Prime Minister Benjamin Netanyahu instead instructed authorities in his statement to create a special procedure regarding the foreign journalists arriving on what the Israeli government called an illegal entry into the country. What that new procedure might be was not clarified in the statement.
The statement also said that members of Israeli and international media would be attached to Israel Navy ships to "promote transparency" in coverage of the events.
The Foreign Press Association in Israel was happy with the decision.
"We are pleased to see that Israel has recognized the value of allowing reporters to cover an important news event," the association said in a statement. "...Journalists should be treated differently from political activists."
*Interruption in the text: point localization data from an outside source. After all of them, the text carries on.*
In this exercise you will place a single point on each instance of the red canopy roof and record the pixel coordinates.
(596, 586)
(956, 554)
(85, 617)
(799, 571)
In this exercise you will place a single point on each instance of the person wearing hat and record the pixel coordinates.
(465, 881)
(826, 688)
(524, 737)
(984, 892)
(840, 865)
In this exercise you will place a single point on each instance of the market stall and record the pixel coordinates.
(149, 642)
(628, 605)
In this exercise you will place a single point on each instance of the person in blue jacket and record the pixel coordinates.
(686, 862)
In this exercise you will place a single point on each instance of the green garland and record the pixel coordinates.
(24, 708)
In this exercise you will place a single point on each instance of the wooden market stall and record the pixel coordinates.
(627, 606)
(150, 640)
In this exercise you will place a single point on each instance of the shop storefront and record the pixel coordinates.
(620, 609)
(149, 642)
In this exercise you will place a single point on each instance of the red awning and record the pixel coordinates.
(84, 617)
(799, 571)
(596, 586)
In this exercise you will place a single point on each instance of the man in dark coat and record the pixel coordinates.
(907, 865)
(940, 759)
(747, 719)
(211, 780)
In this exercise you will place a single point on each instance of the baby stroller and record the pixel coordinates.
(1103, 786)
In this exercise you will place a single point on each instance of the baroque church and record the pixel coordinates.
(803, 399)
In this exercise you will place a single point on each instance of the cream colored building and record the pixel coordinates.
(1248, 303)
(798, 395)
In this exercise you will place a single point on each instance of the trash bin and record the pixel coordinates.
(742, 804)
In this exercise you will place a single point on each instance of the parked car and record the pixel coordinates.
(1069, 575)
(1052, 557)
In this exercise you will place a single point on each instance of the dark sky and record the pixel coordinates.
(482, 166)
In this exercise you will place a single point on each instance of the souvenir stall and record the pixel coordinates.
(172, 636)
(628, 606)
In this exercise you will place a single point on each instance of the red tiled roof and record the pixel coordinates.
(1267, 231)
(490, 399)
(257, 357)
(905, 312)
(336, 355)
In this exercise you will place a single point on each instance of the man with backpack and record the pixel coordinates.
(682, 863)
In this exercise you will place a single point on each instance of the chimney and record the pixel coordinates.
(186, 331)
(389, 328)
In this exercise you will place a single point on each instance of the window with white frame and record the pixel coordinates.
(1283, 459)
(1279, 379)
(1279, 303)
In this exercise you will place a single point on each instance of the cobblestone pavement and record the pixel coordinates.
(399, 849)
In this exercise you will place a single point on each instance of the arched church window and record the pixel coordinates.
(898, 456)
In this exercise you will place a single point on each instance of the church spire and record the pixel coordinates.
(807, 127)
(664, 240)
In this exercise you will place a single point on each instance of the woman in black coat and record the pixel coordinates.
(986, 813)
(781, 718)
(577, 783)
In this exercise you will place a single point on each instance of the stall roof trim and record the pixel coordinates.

Oren Helman, director of Israel's government press office, sent a letter to Israel-based foreign journalists Sunday warning them of their possible expulsion for participation in the flotilla, which is expected to sail soon to the Gaza Strip.
"Participation in the flotilla is an intentional violation of Israeli law and is liable to lead to participants being denied entry into the State of Israel for ten years..." said Helman's letter. "I implore you to avoid taking part in this provocative and dangerous event, the purpose of which is to undermine Israel's right to defend itself and to knowingly violate Israeli law."
The activists' group of ships intended to challenge Israel's maritime blockage of the Gaza Strip.
According to organizers, the trip is meant to commemorate the one-year anniversary of a similar flotilla that resulted in a clash in international waters with Israeli navy commandos that killed nine people -- including an American citizen.
Activists on board Gaza-bound ships from Greece planning to join the flotilla claimed without showing evidence that Israel had used economic pressure to keep Greece from releasing the ships from port.
The Israeli foreign ministry refuted those claims Sunday.